Les chercheurs ont également découvert qu’environ 40 % des médicaments testés affectaient le microbiome, sans toutefois le transformer de façon aussi drastique. Un autre 40 % des composés étudiés n’induisait que des changements très spécifiques chez certains individus, « ce qui veut dire que ces médicaments avaient un effet différent d’une personne à l’autre ».

Des médicaments identifiés

Parmi les substances passées sous la loupe, l’ibuprofène a induit « des effets sévères chez certaines personnes, ce qui laisse penser qu’à long terme, cet anti-inflammatoire courant serait néfaste pour la santé ».

Les antibiotiques, l’antidiabétique metformine et la méthylprednisolon, qui est prescrite pour traiter les maladies inflammatoires de l’intestin, font également partie des médicaments qui transforment profondément le microbiome.

La berbérine, un produit naturel que certaines personnes consomment de façon régulière, en Asie, pour contrôler les triglycérides et le diabète de type 2, a un effet antimicrobien qui réduit l’abondance du microbiome.

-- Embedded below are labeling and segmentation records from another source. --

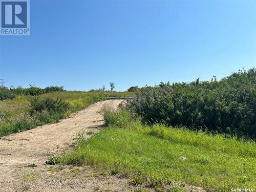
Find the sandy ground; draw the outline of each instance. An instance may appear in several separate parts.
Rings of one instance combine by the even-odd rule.
[[[104,105],[117,107],[123,101],[99,102],[58,123],[0,138],[0,191],[131,191],[127,179],[101,176],[88,166],[44,164],[51,154],[71,147],[78,132],[98,132],[104,121],[97,112]],[[26,167],[31,163],[36,167]]]
[[[98,112],[105,105],[116,108],[122,102],[99,102],[59,123],[0,138],[0,191],[131,191],[144,188],[131,185],[129,178],[121,176],[102,175],[90,166],[45,164],[51,154],[73,147],[77,133],[103,129],[103,117]],[[36,166],[27,167],[31,163]],[[202,191],[193,187],[186,190],[191,189]]]

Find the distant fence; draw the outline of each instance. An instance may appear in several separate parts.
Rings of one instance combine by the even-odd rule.
[[[131,99],[133,97],[108,97],[106,99]]]

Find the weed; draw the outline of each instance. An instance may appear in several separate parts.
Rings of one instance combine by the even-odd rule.
[[[133,185],[138,185],[143,182],[143,180],[139,177],[135,176],[129,181],[129,183]]]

Et certains des dérivés de la berbérine ont carrément des effets nocifs, affirme le chercheur.

Même si elle ne modifie pas l’abondance du microbiome, la digoxine, qui est administrée pour traiter l’insuffisance cardiaque, en affecte certaines fonctions. Des études préliminaires sur les édulcorants artificiels ont montré que certains d’entre eux ont des effets drastiques sur la composition du microbiome.

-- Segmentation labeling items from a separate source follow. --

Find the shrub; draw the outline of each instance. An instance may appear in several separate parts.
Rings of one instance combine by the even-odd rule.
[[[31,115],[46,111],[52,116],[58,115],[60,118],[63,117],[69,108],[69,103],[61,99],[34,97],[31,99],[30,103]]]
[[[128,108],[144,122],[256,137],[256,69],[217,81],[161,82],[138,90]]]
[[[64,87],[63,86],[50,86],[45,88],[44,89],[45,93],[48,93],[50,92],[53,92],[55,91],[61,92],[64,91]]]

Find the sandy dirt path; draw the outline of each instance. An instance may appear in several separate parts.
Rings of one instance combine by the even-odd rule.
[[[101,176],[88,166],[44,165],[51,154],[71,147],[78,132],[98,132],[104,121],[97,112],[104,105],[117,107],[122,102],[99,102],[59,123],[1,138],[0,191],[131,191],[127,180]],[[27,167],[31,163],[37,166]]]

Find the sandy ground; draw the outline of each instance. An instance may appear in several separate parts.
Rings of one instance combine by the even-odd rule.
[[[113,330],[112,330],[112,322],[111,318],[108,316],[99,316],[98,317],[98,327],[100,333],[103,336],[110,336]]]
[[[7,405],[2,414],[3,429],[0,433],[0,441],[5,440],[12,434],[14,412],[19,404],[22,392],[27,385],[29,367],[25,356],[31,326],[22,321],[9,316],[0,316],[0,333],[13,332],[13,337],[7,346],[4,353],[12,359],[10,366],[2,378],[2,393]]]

Au cours des trois prochaines années, l’équipe de M. Figeys prévoit d’examiner les effets de 1000 substances : médicaments, produits naturels et composés ajoutés aux aliments transformés vendus sur le marché, comme les succédanés du sucre et les surfactants, qui donnent une certaine consistance aux aliments, voire les pesticides contenus dans les ingrédients de base.

À la lumière de ces résultats, les chercheurs croient que « tous les médicaments et les composés qui sont introduits dans les aliments devraient faire l’objet de telles analyses », ce qui permettrait d’établir « une classification des médicaments en fonction de leurs effets sur le microbiome ».

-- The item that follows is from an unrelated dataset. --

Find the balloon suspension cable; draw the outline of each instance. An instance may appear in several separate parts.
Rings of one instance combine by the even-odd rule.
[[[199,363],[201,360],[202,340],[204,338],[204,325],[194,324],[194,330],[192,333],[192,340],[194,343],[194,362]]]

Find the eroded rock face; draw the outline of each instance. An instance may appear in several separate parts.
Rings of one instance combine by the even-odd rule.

« On sait que des changements dans la composition du microbiome sont associés, voire impliqués dans certaines maladies, comme l’obésité, le diabète de type 2, la maladie de Crohn et la colite ulcéreuse. Des études récentes ont même établi un lien entre des changements du microbiome et la dépression, l’anxiété et la schizophrénie. »

« Compte tenu de toutes ces observations, il faut se préoccuper de l’effet des médicaments et autres composés sur le microbiome, car, à long terme, ces substances pourraient avoir des effets nocifs sur la santé », affirme le chercheur.